No Twitter, referiu que o valor angariado corresponde a cerca de metade do que foi conseguido no ano passado, deixando um apelo para que o dinheiro seja enviado o mais rapidamente. “Isso significará a diferença entre a vida e a morte”, reiterou.

Durante a conferência, Lowcock descreveu a situação no Iémen como uma “tragédia macabra”. A situação no terreno “está pior hoje do que em qualquer momento da história recente”, afirmou. “O mundo está preparado para ver o Iémen cair do penhasco?”, questionou.

Branqueamento da guerra

Desde o início da guerra no país, há cinco anos, os iemenitas têm sofrido tragédia atrás de tragédia  – bombardeamentos aéreos a hospitais, autocarros escolares e casamentos levados a cabo pela coligação liderada pela Arábia Saudita, um surto de cólera, colapso do sistema de saúde e, nas últimas semanas, o alastrar da pandemia de covid-19.

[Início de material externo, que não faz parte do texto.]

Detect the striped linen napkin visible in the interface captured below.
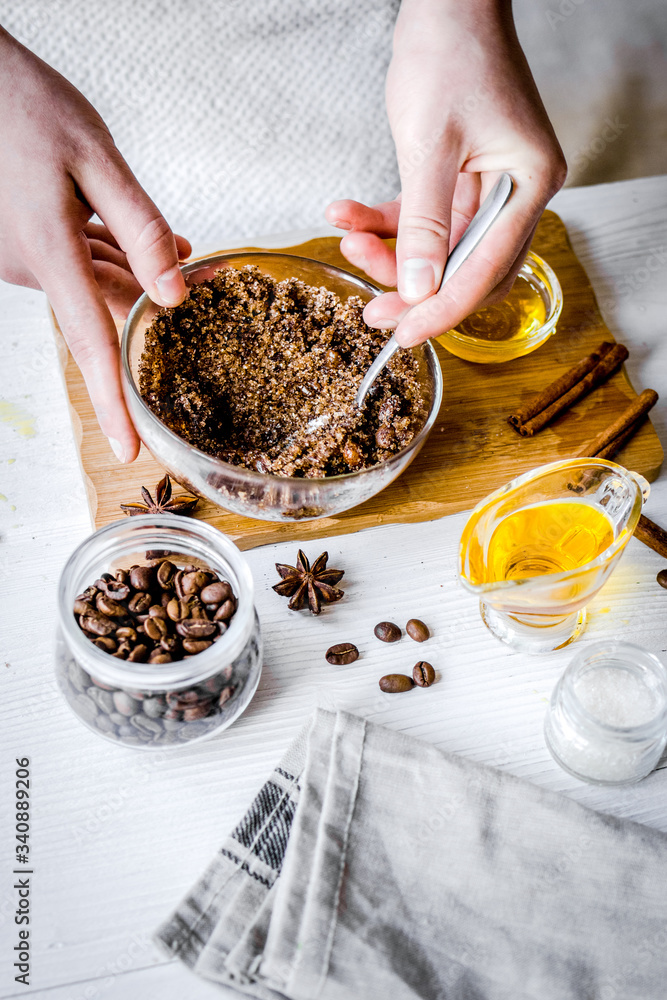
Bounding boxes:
[157,710,667,1000]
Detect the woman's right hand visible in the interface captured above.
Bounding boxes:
[0,28,191,462]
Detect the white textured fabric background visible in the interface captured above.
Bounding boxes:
[0,0,667,242]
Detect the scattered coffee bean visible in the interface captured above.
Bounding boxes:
[380,674,414,694]
[412,660,435,687]
[405,618,431,642]
[374,622,403,642]
[324,642,359,666]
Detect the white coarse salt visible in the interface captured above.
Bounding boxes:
[574,663,660,727]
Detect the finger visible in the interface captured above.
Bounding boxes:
[396,142,460,305]
[34,227,139,462]
[340,232,396,287]
[83,222,120,250]
[75,149,185,306]
[83,222,192,260]
[364,292,415,330]
[396,178,546,347]
[93,260,143,322]
[88,238,132,274]
[174,233,192,260]
[324,199,401,237]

A Arábia Saudita chegou a anunciar um cessar-fogo unilateral no Iémen, no início de Abril. No entanto, as bombas continuaram a cair. As organizações de ajuda humanitária apelam ao fim imediato da guerra e deixam especiais críticas a Riad. Os sauditas são o principal doador, mas, ao mesmo tempo, um dos lados envolvidos no conflito. Os 500 milhões de dólares doados na terça-feira às Nações Unidas servirão de pouco, se o reino saudita continuar a bombardear civis e a impedir que a ajuda humanitária chegue aos bastiões controlados pelos rebeldes houthis.

“A Arábia Saudita continua a tentar branquear o papel da coligação de que faz parte na catástrofe no Iémen. Co-organizar um evento de angariação de fundos não engana ninguém”, afirmou Afrah Nasser, responsável pela investigação do Iémen na Human Rights Watch, citada pelo New York Times.